Скачущего по дороге всадника с красным флажком увидела раньше всех Авдотья.
– Северьян! Ребятишки! – с болью и отчаянием закричала она. – Глядите, глядите!.. Беда ведь какая-то.
Северьян вскочил на ноги и, глянув на всадника, выронил из рук молоток. Подбежавший к нему Роман увидел, как он сразу переменился в лице.
– Ну вот и отработались, Роман, – сказал он. – Запрягайте коней, ведь это война.
Пока Роман и Ганька запрягали лошадей, отец с матерью торопливо укладывали на телегу литовки, постель и одежду. Недоварившийся суп пришлось вылить на землю, и за него, давясь и чавкая, принялся Лазутка. Отец пнул его в сердцах, огляделся с тоской по сторонам и приказал:
– Садитесь… Кучери давай, Роман…
Только выехали на дорогу, как их нагнали спешившие в поселок верхами Семен Забережный, Матвей и Данилка Мирсановы.
– С кем, Семен, война-то? – спросил Северьян.
– С германцем, паря. Хорошо, что хоть не с японцем, а то бы наше дело – с покоса да прямо в бой.
– Радость от этого небольшая. Все равно всем нам солоно придется: война теперь куда побольше будет, чем с японцами.
– И за каким чертом только воюют и воюют? От прежней войны не опомнились, а тут новая. И что это оно делается на свете? – стараясь перекричать стук телеги, недоуменно спрашивал Северьян.
– Кому-то, стало быть, от этих войн выгода, – наклоняясь к нему с седла, говорил Семен.

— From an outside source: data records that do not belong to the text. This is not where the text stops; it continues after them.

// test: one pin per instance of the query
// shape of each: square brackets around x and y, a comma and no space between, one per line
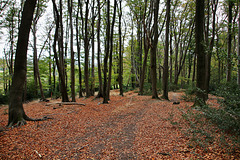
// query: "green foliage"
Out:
[190,93]
[207,123]
[4,98]
[230,92]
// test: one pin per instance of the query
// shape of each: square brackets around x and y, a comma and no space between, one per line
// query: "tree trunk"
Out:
[79,52]
[105,90]
[211,45]
[238,47]
[100,92]
[154,50]
[200,52]
[86,49]
[70,4]
[120,77]
[60,66]
[229,55]
[111,51]
[16,114]
[93,49]
[166,51]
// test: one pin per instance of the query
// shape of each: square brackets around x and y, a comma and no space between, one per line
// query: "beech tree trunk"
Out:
[120,77]
[70,3]
[100,92]
[200,52]
[154,51]
[60,66]
[229,55]
[166,51]
[78,51]
[105,90]
[111,51]
[16,114]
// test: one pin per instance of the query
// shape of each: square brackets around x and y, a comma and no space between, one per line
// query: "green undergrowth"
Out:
[211,126]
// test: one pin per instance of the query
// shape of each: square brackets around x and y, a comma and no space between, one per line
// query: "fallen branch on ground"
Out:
[65,103]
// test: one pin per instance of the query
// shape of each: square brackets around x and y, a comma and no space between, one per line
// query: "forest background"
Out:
[103,45]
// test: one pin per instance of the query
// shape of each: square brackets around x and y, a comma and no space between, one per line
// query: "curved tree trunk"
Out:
[154,52]
[16,114]
[200,52]
[165,68]
[100,92]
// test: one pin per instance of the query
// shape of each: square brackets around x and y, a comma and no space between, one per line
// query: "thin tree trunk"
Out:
[100,92]
[120,78]
[93,49]
[16,114]
[200,52]
[166,51]
[79,52]
[70,4]
[229,55]
[111,51]
[59,67]
[238,47]
[105,90]
[154,50]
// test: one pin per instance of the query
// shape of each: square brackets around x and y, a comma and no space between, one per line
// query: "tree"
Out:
[100,92]
[120,78]
[70,8]
[200,52]
[16,113]
[166,51]
[154,51]
[59,60]
[214,5]
[111,50]
[229,51]
[106,56]
[238,47]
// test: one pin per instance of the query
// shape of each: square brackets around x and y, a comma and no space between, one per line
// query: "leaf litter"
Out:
[129,127]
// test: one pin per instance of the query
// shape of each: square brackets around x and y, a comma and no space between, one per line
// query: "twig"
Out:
[65,103]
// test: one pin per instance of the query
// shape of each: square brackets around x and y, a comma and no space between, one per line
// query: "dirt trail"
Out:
[129,127]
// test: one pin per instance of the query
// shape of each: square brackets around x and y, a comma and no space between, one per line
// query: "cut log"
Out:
[65,103]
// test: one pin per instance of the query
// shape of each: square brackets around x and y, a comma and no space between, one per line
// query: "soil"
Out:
[129,127]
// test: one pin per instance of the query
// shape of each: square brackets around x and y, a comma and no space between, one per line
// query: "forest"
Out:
[183,52]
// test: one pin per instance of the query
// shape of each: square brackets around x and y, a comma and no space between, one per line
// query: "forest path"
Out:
[129,127]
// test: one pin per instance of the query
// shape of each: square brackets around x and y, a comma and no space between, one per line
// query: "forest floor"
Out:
[129,127]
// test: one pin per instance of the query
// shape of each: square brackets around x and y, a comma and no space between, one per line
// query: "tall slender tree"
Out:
[70,8]
[120,76]
[106,56]
[229,51]
[200,52]
[154,50]
[166,52]
[16,114]
[100,92]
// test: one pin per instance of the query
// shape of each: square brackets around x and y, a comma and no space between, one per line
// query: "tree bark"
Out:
[166,52]
[107,43]
[70,4]
[120,77]
[111,51]
[229,55]
[154,51]
[16,114]
[238,47]
[79,52]
[100,92]
[200,52]
[60,66]
[93,49]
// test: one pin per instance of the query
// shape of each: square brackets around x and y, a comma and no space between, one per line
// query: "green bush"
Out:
[4,98]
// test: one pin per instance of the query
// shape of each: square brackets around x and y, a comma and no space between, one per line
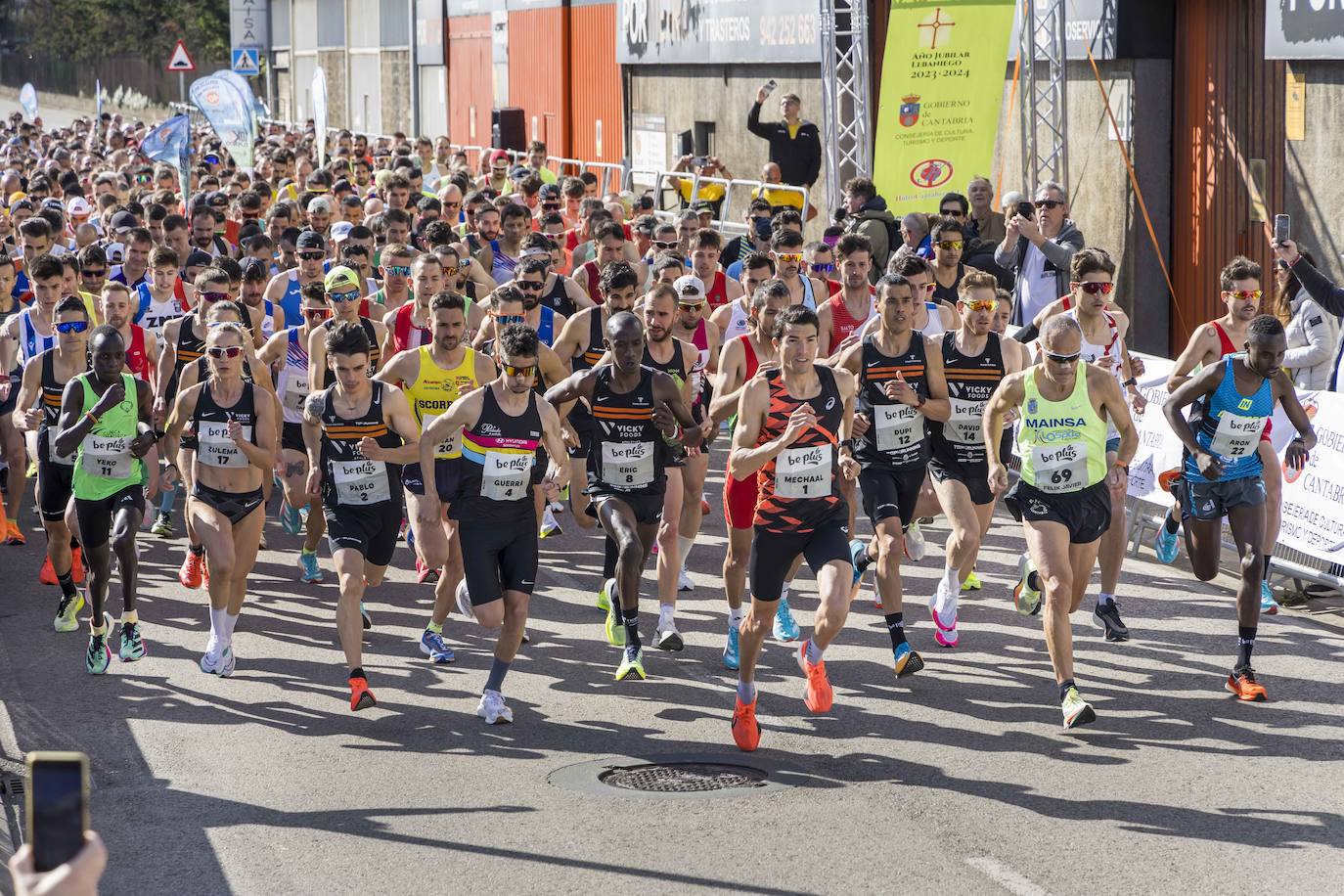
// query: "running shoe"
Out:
[1269,606]
[360,697]
[1107,617]
[746,730]
[730,650]
[1024,598]
[492,708]
[425,574]
[785,629]
[308,568]
[290,518]
[100,654]
[1077,711]
[916,546]
[668,640]
[434,647]
[1242,686]
[67,612]
[818,694]
[906,661]
[632,661]
[614,626]
[549,524]
[132,643]
[193,569]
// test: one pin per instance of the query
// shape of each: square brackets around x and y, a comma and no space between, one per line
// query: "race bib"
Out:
[506,475]
[899,426]
[802,471]
[215,448]
[1059,468]
[963,426]
[1236,437]
[628,465]
[107,457]
[360,482]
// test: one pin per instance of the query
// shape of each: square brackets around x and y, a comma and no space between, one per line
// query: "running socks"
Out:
[897,629]
[1245,644]
[496,679]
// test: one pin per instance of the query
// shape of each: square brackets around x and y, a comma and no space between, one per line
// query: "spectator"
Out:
[1038,250]
[1312,334]
[867,215]
[794,144]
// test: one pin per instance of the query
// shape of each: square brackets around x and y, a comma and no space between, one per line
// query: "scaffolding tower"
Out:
[845,135]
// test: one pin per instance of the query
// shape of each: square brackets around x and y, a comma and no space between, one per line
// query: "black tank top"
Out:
[348,478]
[628,452]
[214,446]
[498,458]
[970,381]
[897,435]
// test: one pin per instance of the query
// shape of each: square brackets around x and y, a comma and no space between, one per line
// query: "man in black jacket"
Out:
[794,144]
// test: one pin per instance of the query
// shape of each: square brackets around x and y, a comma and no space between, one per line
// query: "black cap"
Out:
[311,240]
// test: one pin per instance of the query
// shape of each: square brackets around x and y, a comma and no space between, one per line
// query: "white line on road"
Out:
[1006,877]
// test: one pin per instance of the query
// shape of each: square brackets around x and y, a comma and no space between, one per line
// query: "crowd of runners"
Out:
[399,345]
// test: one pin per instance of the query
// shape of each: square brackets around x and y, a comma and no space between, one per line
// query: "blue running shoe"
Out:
[785,629]
[1165,544]
[434,647]
[730,650]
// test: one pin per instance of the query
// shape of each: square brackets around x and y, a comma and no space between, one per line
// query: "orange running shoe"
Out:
[191,569]
[360,697]
[818,694]
[746,730]
[1242,684]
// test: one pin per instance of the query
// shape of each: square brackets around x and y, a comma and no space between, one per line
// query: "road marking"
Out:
[1006,876]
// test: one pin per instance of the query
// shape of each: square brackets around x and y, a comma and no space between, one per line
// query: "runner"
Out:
[789,426]
[105,422]
[635,409]
[499,427]
[46,377]
[901,384]
[287,353]
[1222,471]
[234,422]
[1063,496]
[358,434]
[973,364]
[433,377]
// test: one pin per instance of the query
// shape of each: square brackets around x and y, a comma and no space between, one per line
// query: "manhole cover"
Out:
[682,778]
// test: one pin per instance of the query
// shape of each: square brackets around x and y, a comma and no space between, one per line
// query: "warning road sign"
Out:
[180,60]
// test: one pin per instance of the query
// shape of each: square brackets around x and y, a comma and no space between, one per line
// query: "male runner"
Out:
[1224,469]
[636,411]
[901,384]
[1066,484]
[105,422]
[358,434]
[789,426]
[499,428]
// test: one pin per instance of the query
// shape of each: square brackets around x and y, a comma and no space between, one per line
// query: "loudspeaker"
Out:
[509,126]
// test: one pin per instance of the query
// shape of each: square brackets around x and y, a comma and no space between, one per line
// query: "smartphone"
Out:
[1282,229]
[57,806]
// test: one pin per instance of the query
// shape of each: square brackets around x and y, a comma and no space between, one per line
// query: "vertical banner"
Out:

Скакавший по другую сторону телеги Матвей, услыхав слова Семена, прокричал ему:
– Какая же от войны выгода может быть? Просто полез на нас германец, тут – хочешь не хочешь – воюй.
Роман, которому от охватившего его возбуждения тоже хотелось говорить, не утерпел и сказал казакам:
– Не устоит против России Германия. У нас народу в три раза больше. Да и народ-то какой! Один наш казак десяти германцам бубны выбьет.
– Дурак ты после этого, – ткнул его в спину отец, – раз не понимаешь ничего, так помолчи. На войне-то ведь не кулаками дерутся.
Разобиженный Роман умолк и принялся хлестать бичом лошадей.
Кадровцев проводили после обеда. Походным порядком пошли они на станцию Даурия, куда должны были поспеть за двое суток. А под вечер пришел из Орловской приказ о мобилизации пяти возрастов.
Уже на закате собрались мобилизованные на площади у церкви. Длинной шеренгой стояли они, разложив на попонах перед собой свое походное обмундирование. Тут же находились и их оседланные кони, которых держали на поводу отцы и старшие братья призывников. Каргин и Егор Большак придирчиво проверяли казачью справу. У всех нашли они справу в полном порядке. Но, когда стали осматривать лошадей, забраковали коня у Ивана Гагарина. Конь припадал на заднюю ногу.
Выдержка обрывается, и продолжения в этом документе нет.